III. RESEARCH METHODOLOGY
A. Deep Learning
From the provided examples, the deep learning architecture picks up a variety of important nonlinear properties. Following that, previously unseen samples are predicted using the learned architecture. Our deep learning architecture was trained using a range of picture sources. CNN has a big impact on how the learning experience is designed. The ensuing sections cover every facet of deep learning architecture. Acquiring Datasets: To train and evaluate the model, data is gathered from two distinct sources. A total of 1915 images, both with and without masks, were collected. The remaining pictures are utilized for testing, and the remaining 80% are used for training. ii) Learning Model Architecture: A deep learning classifier that can identify patterns in images serves as the foundation for the learning model. An input layer, numerous hidden layers, and an output layer comprise the structure of the network. Numerous convolution layers that produce suitable filters for extracting important features from the input data make up the hidden layers. DL properties are used by several dense neural networks to make classification decisions.
B. Tensorflow
A free and open-source software framework for differentiable programming and dataflow, TensorFlow can be used to solve a variety of issues. Neural networks and other machine learning applications use this symbolic math library. TensorFlow, Google's second-generation technology, is used for both production and research.
C. Keras
Instead of being machine-centric, Keras is a human-centric API. Keras follows best practices for reducing cognitive load by offering consistent and simple APIs, reducing the amount of user activities required for typical use cases, and delivering clear and actionable error signals. In order to facilitate working with neural networks, Keras includes numerous implementations of standard neural-network building blocks such as layers, objectives, activation functions, optimizers, and a host of other tools.
D. Pytorch
PyTorch is an open-source machine learning framework built on the Torch library for computer vision and natural language processing applications. It was primarily created by the FAIR team at Facebook AI Research.
E. Applications Airports
The suggested method could be quite helpful in identifying those who aren't wearing masks when traveling through airports. Traveler information can be gathered at the entry as system movies. If a person is seen not wearing a face mask, the airport authorities are alerted, enabling them to act promptly. Hospitals: This method can be used in conjunction with CCTV cameras to ascertain whether or not staff members are mask-wearing. If a medical professional is not wearing a mask, they might be reminded to do so. Office: The suggested approach may help to uphold safety regulations and stop the spread of Covid-19 or any other virus that spreads through the air. An employee who does not have a mask on may receive a reminder message. When choosing a system, the optimal performance needs to be taken into account. Therefore, in designing the best system for a large-scale implementation, the previously described performance indicators can be taken into account.
F. Limitations
The constructed system finds it difficult to discern faces hidden by hands because it makes the wearer look like they are hiding their identity. It is difficult to tell each person's face in a packed room. Identifying individuals in this scenario who aren't wearing face masks would be quite challenging with our suggested approach. To get the most out of this system, the city will require a lot of CCTV cameras to watch over the entire city and committed personnel to execute the laws against infractions.

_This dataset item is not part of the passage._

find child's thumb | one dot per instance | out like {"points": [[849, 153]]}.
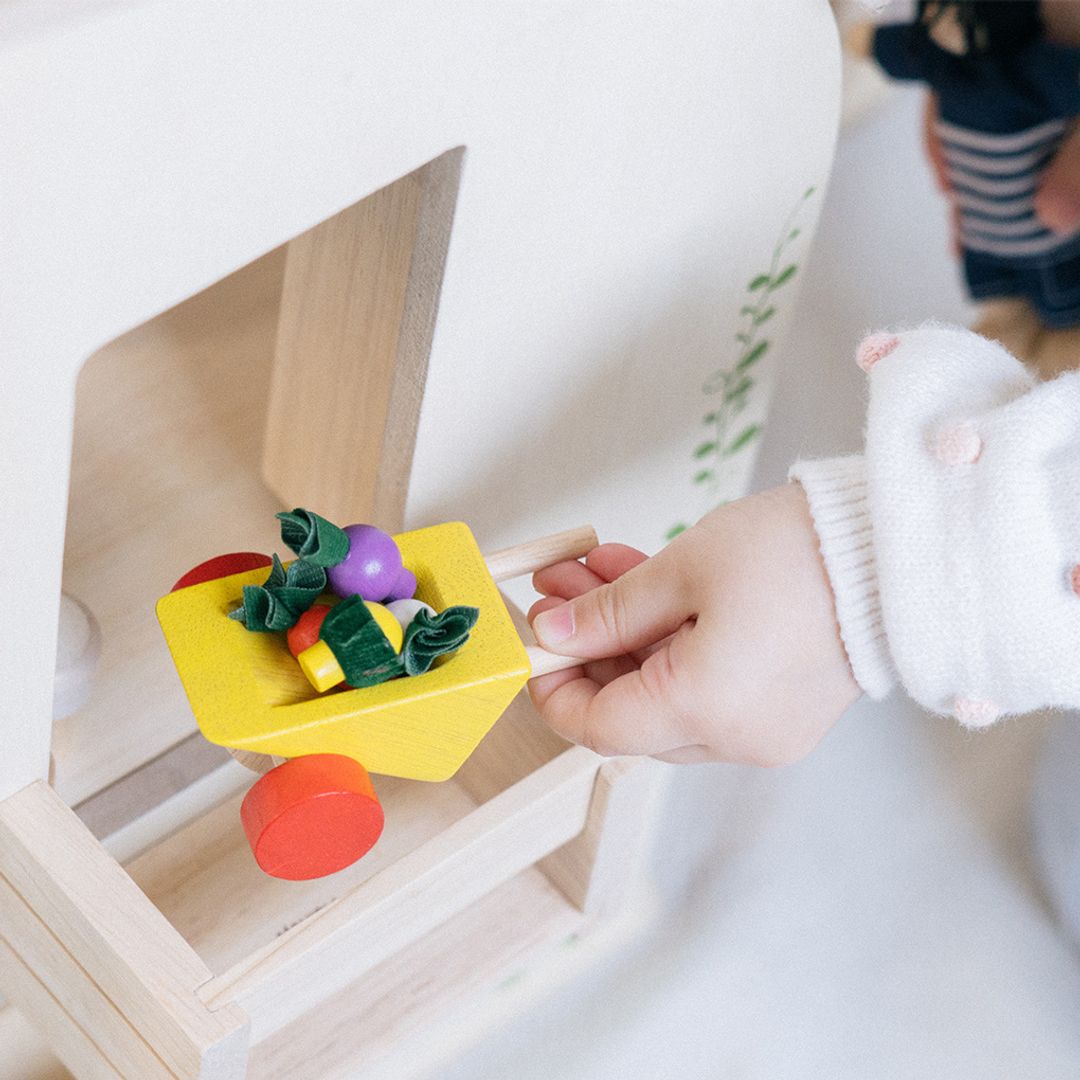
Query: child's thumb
{"points": [[629, 613]]}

Here is the bar graph representing the performance metrics for MobileNet V2 with different optimizers. The graph shows both the training and testing losses and accuracies for each optimizer (ADAM, ADAGRAD, RAD, and SGD), with loss values on the left y-axis and accuracy values on the right y-axis. This provides a clear comparison of each optimizer’s effectiveness in terms of loss and accuracy.
IV. RESULTS AND DISCUSSION
The dataset is divided into training and testing sets by maintaining an appropriate percentage of different classes. The dataset contains 1915 samples in total, of which 80% are used in the training phase and 20% are used in the testing phase. There are 1532 and 383 photos in the training and testing datasets, respectively. Due to overfitting on the training data from prolonged training, the final architecture is trained for 100 epochs. When a model picks up on undesirable patterns from the training set, it is said to have overfitted. As a result, test precision falls while training precision rises.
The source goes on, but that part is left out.